Insistía, mirándose al espejo, mientras se maquillaba y pintaba con un pulso cada vez más inseguro (eligiendo el cristal de aumento para estudiarse la piel, como quien mirara por un microscopio un cáncer en pleno crecimiento) en que todas esas arrugas le habían salido de golpe en los últimos tres meses.

Los ojos inyectados en pequeñas venas y cada vez más caídos, miraban la vida a través de una incapacidad genética para la alegría. La única época feliz de su vida había sido cuando sus hijas eran pequeñas.
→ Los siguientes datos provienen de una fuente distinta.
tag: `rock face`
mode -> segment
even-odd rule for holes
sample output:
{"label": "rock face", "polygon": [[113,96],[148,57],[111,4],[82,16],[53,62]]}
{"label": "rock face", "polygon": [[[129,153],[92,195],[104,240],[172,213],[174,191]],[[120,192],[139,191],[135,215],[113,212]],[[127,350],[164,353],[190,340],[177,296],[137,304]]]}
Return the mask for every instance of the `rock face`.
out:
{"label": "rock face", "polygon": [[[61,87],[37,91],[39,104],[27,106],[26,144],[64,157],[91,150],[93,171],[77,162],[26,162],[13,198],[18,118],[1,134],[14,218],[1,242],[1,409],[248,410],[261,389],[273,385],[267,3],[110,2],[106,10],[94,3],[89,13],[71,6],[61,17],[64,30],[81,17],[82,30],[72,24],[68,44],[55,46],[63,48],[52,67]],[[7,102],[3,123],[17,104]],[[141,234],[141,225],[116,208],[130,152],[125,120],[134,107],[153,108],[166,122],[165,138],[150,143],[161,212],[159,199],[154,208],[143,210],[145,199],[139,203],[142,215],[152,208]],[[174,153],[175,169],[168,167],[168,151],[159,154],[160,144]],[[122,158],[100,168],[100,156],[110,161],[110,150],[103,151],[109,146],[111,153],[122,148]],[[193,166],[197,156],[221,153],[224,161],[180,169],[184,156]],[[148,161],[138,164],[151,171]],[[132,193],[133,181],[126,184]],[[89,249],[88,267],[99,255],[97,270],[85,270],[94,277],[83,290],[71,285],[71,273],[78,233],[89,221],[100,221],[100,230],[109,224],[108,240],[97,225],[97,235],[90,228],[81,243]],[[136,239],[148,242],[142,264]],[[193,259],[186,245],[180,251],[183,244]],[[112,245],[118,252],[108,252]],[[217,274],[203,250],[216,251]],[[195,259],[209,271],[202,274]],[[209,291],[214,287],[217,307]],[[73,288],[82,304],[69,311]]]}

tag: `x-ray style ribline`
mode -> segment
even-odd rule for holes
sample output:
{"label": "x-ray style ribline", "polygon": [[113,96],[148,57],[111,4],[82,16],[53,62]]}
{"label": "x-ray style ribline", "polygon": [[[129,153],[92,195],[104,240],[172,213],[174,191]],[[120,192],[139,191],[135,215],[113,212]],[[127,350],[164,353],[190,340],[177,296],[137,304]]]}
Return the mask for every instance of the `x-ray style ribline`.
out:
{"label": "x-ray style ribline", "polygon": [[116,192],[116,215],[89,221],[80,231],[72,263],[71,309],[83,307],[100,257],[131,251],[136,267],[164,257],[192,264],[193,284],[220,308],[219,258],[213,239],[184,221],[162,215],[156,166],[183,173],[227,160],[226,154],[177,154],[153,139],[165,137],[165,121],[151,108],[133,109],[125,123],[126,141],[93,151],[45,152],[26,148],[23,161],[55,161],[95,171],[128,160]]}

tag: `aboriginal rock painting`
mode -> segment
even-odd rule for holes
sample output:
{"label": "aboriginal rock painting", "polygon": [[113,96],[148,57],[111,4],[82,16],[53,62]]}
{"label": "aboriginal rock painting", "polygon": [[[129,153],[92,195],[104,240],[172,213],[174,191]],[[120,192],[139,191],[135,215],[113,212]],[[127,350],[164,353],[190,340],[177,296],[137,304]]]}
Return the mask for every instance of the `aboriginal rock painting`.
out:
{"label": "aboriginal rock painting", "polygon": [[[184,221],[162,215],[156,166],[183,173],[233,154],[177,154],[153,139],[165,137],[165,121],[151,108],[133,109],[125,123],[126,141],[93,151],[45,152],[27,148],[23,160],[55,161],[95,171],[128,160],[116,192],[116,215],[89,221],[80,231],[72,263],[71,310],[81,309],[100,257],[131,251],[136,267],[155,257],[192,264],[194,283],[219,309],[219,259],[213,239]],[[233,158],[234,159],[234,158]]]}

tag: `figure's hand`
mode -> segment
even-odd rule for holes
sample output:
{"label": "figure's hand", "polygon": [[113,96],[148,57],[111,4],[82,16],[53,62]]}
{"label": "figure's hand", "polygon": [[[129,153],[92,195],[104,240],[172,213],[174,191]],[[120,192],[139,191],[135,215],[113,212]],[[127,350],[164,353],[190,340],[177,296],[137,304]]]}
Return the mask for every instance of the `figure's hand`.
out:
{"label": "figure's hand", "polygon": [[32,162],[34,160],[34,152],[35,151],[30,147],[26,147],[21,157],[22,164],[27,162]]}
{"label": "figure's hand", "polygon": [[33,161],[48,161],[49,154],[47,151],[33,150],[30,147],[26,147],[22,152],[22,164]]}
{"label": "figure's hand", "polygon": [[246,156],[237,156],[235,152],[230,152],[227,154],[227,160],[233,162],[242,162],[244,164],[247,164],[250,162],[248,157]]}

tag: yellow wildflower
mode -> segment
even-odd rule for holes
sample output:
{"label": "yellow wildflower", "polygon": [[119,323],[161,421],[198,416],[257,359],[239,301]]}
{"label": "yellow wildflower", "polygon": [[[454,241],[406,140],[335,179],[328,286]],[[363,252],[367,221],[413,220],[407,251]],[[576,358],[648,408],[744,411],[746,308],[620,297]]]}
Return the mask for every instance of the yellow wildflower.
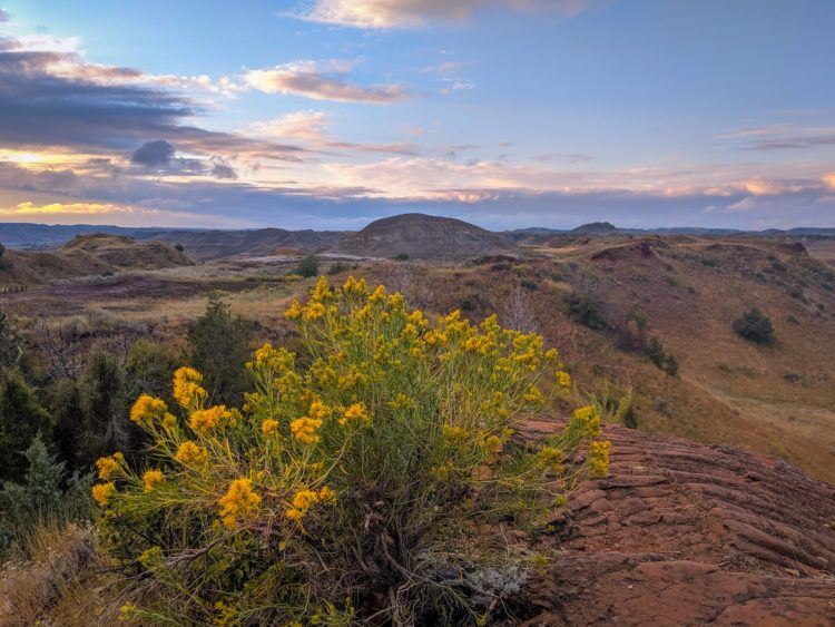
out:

En las fotos de aquellos años, posaba con trajes que imitaban los de Elisabeth Taylor, o Deborah Kerr, y poses a lo Marilyn, pero en versión recatada de madre de familia.

De hecho, haber conseguido salir de la calle Tutor de Madrid, en donde vivía con su madre y su padrastro, quien había tenido por costumbre meterle mano cada vez que su mujer se enfadaba con él y le dejaba a solas con la niña, había sido una suerte loca.

Sí, se había casado con un americano, uno de aquellos protagonistas de las películas que veía en sesión continua por dos pesetas. Un militar de Torrejón, en trámites de divorcio, guapo, bueno, respetuoso, con ojos claros y que hablaba la lengua del país de irás y no volverás, al que soñaba con poder escaparse, dejando atrás la España de posguerra que olía a sudor y sacristía y no volver nunca.

Y sí, pudo escaparse al paraíso, con él, una vez casados. Pero antes tuvo que pasar por el destino que le habían impuesto a él como castigo por casarse con una católica siendo protestante y divorciado. Su primera hija había nacido en Libia, total nada. Después pasaron por Londres, en donde, al menos, los hombres no le habían tocado el vientre hinchado por la calle murmurando obscenidades y en donde nacieron las gemelas. Finalmente, viajaron a Estados Unidos, donde vivían en carne y hueso Tyrone Power, Charlton Heston y Jimmy Stewart. Ella sería la Doris Day española.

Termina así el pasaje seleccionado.